Pero antes de esa aventura es necesario seguir recorriendo las calles de Lugo para entender sus comienzos. En la ciudad de las murallas le dedicaba entre cuatro y seis horas diarias a la danza en el Conservatorio Profesional de Danza de Lugo, donde recibía un grado de Danza Clásica. Afirma que lamentablemente en la Comunidad no hay «una alta cantidad de escuelas de gran nivel, ya que, en general, en Galicia y España no es tradición, así que es lógico». Tras dos años de intenso trabajo y aprendizaje en Rusia, con jornadas maratonianas que podían superar las ocho horas en la Academia Vaganova de ballet ruso, llegaron los exámenes de fin de curso. Allí, cuenta Ferreira, hubo una audición (privada)para seleccionar a cuerpo de ballet, el rango más bajo y desde el que hay que ascender poco a poco. Un total de 3.000 personas se presentan a unas audiciones que solo consiguen superar los sesenta mejores bailarines.

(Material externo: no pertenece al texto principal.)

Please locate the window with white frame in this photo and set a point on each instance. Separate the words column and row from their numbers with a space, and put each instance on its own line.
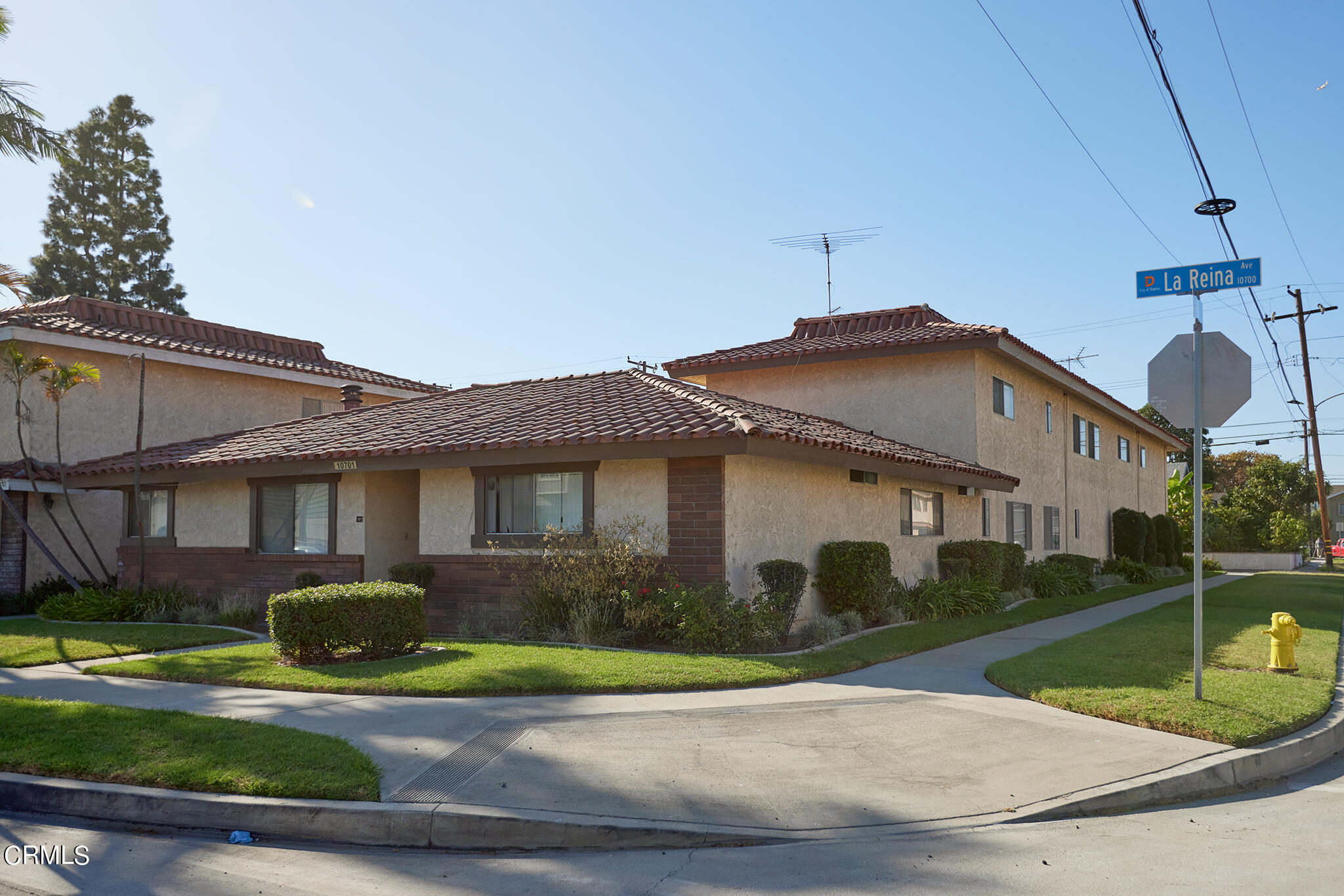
column 921, row 512
column 1003, row 398
column 296, row 518
column 1051, row 528
column 534, row 502
column 1019, row 524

Es un logro muy importante, piensa, ya que cree que es difícil siendo de fuera entrar en algo así, pero no considera que sea más duro en Rusia que en otros lugares, ya que el objetivo siempre es el mismo: los miembros del ballet buscan a las personas de más calidad. «Me parece lógico que tiren de sus propios alumnos, y sí, he encontrado dificultades por el hecho de ser extranjero». Además, a ello se une el gran impacto cultural cuando se llega a un país tan distinto. El lucense no lo niega: «Hay que adaptarse a la idiosincrasia del país, y para mí como español es más complicada. Pero cuando te adaptas y entiendes los motivos por los que son o se comportan así no hay ningún problema», apunta. Por eso, afirma, ese posible recelo inicial o esas mayores dificultades al no ser nativo se van solventando poco a poco, ganándose la confianza del pueblo ruso, aunque reconoce «un rechazo» inicial. Al final no es lo mismo acudir a vivir a un país vecino que a un tan lejano y diferente, concede.

¿Futuro en España?

Es obligatorio preguntarle si esta experiencia adquirida y este puesto en el Teatro Mariinsky serán el paso previo para volver a donde todo comenzó. Pero Raúl lo duda. Antes ya comentó que ser cuerpo de ballet era el rango más bajo en esta compañía. Además, la situación de este arte en territorio nacional no puede ser comparada con la de Rusia: «Ahora mismo no tengo pensado volver, en España es complicado, ya que no hay una compañía estable, quién sabe si en el futuro regreso, pero por ahora no lo tengo pensado, aunque me encantaría», dice.

Aún así, durante los últimos días de agosto ha retornado a su Lugo natal y allí ha sido recibido con todos los honores. Tanto es así, que el propio Concello de Lugo le ha hecho un homenaje para celebrar sus éxitos y su papel como «embajador de la ciudad» en el extranjero. Con la llegada de septiembre, Raúl ya ha comenzado una nueva vida, nueva etapa y mucho trabajo y sacrificio por delante para el deleite de todo aquel que se deje pasar por sus espectáculos en San Petersburgo, que tendrán un trozo de Lugo gracias a este joven, que ya no es una promesa, sino el presente de la danza.